El orden planteado al país involucra deslegitimar y desmantelar al Estado progresista. Lo sustituye un Estado policial que refuerza la condición de periferia de la región, cortando de tajo los flujos de materia prima a las potencias emergentes y trasladando el control a la decadente hegemonía norteamericana. ¿Cuál es el balance del año inaugural?

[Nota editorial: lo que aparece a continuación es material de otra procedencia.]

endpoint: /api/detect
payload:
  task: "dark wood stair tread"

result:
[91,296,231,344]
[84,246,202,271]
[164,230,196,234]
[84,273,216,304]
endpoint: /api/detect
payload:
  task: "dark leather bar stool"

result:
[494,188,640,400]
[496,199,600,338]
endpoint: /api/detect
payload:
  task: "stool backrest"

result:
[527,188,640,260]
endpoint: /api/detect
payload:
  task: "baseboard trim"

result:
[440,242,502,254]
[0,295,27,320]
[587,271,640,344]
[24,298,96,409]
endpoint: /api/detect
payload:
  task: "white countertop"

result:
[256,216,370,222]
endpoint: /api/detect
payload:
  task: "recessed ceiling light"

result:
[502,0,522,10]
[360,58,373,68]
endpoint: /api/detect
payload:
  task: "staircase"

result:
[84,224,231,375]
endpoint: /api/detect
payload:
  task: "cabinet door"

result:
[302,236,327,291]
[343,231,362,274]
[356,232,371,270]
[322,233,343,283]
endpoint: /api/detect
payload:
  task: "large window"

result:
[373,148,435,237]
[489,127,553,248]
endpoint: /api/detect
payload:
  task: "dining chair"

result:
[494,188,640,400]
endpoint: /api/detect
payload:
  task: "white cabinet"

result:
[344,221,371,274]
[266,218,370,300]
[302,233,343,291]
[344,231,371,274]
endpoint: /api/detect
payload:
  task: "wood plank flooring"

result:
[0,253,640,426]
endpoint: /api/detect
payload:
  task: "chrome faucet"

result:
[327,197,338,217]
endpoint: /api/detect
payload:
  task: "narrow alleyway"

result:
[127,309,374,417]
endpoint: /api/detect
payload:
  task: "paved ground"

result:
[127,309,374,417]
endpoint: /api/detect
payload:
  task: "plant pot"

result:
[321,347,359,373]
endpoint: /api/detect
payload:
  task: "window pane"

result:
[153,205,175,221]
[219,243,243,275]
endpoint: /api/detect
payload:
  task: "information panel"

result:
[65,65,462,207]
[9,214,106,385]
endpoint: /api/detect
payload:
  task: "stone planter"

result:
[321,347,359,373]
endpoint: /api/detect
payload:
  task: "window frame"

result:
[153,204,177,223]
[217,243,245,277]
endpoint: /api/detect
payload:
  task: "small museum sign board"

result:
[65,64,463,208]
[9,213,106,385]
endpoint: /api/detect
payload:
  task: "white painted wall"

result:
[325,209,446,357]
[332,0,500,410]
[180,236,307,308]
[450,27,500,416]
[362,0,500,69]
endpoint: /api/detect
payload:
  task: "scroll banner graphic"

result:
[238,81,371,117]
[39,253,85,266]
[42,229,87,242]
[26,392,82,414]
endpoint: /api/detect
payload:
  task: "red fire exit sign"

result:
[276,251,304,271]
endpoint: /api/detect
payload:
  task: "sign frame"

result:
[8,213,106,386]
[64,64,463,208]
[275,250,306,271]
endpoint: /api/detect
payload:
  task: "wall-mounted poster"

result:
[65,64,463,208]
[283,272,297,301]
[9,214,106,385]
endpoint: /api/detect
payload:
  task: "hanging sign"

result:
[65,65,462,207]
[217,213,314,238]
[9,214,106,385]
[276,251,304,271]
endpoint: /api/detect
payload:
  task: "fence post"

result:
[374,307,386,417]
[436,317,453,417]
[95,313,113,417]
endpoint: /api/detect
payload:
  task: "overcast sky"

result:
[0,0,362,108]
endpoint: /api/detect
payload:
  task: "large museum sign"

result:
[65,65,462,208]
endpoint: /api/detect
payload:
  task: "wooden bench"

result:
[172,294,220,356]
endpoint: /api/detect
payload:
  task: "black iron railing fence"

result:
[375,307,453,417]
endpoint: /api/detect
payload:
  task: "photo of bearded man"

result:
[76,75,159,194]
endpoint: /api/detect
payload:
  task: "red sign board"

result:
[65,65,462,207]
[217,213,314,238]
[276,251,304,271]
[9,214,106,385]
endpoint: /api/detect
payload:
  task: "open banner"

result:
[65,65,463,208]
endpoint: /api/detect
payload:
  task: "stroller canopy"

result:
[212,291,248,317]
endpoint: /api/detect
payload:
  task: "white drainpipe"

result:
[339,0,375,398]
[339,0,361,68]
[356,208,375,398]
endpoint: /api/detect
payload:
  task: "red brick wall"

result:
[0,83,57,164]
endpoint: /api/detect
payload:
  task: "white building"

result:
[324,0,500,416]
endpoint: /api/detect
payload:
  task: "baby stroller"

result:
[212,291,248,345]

Desarme del país potencia y asfixia a la población
En 2019, Brasil registró un crecimiento del 1%, desempeño económico que fue mucho menor a las expectativas generadas por Jair Bolsonaro durante su campaña presidencial, cuando reforzó la idea preconcebida en la clase media brasileña de que la caída del rendimiento económico del Estado se debía a la corrupción e ineptitud del Partido de los Trabajadores (PT) y no, por ejemplo, a la caída de los precios internacionales de las materias primas.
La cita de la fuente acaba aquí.